1. The tryptophan in the holiday turkey makes you sleepy.

Fiction. There is as much if not more tryptophan in other foods such as dairy products, fish, chicken, and egg whites. It is the associated carbohydrates, alcohol, and large size of the meal that causes sleepiness.

2. Eating cured meats such as bacon and ham and aged cheeses such as parmesan, Romano, and Asiago can keep you awake at night.

Fact. These foods all contain high amounts of the amino acid tyramine. Tyramine promotes the release of the neurotransmitter norepinephrine in the brain. Norepinephrine is very much involved in increasing alertness–something we do not want to experience when we are trying to fall asleep.

3. Chocolate close to bedtime is a bad idea.

Fact. Chocolate, especially dark chocolate, contains caffeine. Caffeine is a definite no-no before bedtime.

4. Alcohol helps your sleep.

Fiction. Although alcohol will make you groggy and may help you to fall asleep, it does so at a cost. As it is metabolized, it will raise body temperature and cause multiple arousals from sleep. It also can suppress deeper stages of sleep, leaving you tired and fatigued the next day.

5. After a large meal we get sleepy because all of the blood flow that is directed to our intestinal tract and away from our brains.

Fiction. Actually, the human brain has an amazing ability to auto regulate its own blood flow under such circumstances. It is the turning on of the parasympathetic nervous system which is required for digestion, and the turning off of the sympathetic (fight or flight) portion of the autonomic nervous system that contributes to sleepiness.

6. Eating spicy foods close to bedtime is a bad idea.

Fact. Spicy foods increase core body temperature and can promote acid reflux. Both of these reactions are counterproductive when it comes to sleep.

7. People snore louder when they drink alcohol.

Fact. Alcohol causes weakness of the muscles of the upper airway. This weakness can result in loud snoring and can cause sleep apnea in heavy drinkers.

8. A balanced light snack of protein and complex carbohydrates can help you fall asleep. Examples are cheese and crackers or almond butter on whole wheat bread.

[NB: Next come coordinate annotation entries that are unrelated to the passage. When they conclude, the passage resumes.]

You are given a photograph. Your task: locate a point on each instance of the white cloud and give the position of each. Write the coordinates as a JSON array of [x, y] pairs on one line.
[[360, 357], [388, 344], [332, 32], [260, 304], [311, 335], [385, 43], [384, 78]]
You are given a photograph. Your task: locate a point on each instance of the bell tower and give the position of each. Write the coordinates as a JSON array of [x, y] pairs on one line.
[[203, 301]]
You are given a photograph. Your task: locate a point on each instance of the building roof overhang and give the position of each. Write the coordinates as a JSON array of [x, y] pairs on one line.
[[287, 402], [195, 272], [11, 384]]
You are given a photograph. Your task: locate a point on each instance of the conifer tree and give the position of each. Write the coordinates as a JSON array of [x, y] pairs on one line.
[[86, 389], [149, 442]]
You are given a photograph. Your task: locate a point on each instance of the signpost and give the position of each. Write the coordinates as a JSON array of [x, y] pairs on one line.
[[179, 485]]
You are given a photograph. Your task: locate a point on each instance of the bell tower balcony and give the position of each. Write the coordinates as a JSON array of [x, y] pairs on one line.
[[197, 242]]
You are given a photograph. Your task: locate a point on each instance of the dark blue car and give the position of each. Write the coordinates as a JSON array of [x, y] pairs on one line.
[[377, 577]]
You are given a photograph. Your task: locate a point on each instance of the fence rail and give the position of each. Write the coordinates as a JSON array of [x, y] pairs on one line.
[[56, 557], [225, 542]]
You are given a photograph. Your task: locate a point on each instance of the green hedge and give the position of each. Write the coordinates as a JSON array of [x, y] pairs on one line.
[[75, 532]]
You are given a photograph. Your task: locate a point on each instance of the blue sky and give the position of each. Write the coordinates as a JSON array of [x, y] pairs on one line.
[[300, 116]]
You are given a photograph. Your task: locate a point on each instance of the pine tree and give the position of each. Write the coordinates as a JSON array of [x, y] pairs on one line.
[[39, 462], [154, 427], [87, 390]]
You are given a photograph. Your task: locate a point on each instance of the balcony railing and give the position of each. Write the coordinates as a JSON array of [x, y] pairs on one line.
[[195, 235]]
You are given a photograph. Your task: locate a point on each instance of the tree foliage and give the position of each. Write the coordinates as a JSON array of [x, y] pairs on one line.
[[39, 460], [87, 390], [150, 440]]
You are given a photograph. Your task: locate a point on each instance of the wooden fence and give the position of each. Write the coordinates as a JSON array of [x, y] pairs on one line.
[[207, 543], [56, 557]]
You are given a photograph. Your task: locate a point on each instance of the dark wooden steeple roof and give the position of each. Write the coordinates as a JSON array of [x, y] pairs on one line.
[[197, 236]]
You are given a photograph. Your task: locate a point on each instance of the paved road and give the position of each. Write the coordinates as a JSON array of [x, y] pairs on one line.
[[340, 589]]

Fact. The tryptophan in dairy products and foods such as beans and nuts, when combined with complex carbohydrates, can promote sleep. The steady and moderate release of insulin associated with complex carbs as opposed to the surge associated with refined carbs such as flour and white rice will increase the transport of tryptophan into the brain. The tryptophan is then converted to serotonin and melatonin. The latter being a major sleep-promoting hormone.

9. If you suffer from nighttime heartburn, avoid fried and fatty foods.

Fact. Fried and fatty foods cause the muscle that keeps food from coming back up from the stomach to the esophagus to dilate. This muscle is called the lower esophageal sphincter. This results in acid reflux and can cause problems with staying asleep and damage to the esophagus.

10. That evening mocha latte has nothing to do with my inability to fall asleep.

Fiction. Caffeine may take anywhere from four to ten hours to be metabolized, depending on the individual. If you are having trouble falling or staying asleep, avoid all caffeine after noon.

The take home message is that we need to be aware of the fact that what we eat affects our sleep. Over the years, I have seen countless patients whose sleep and overall health improved dramatically when they understood the relationship of diet and sleep.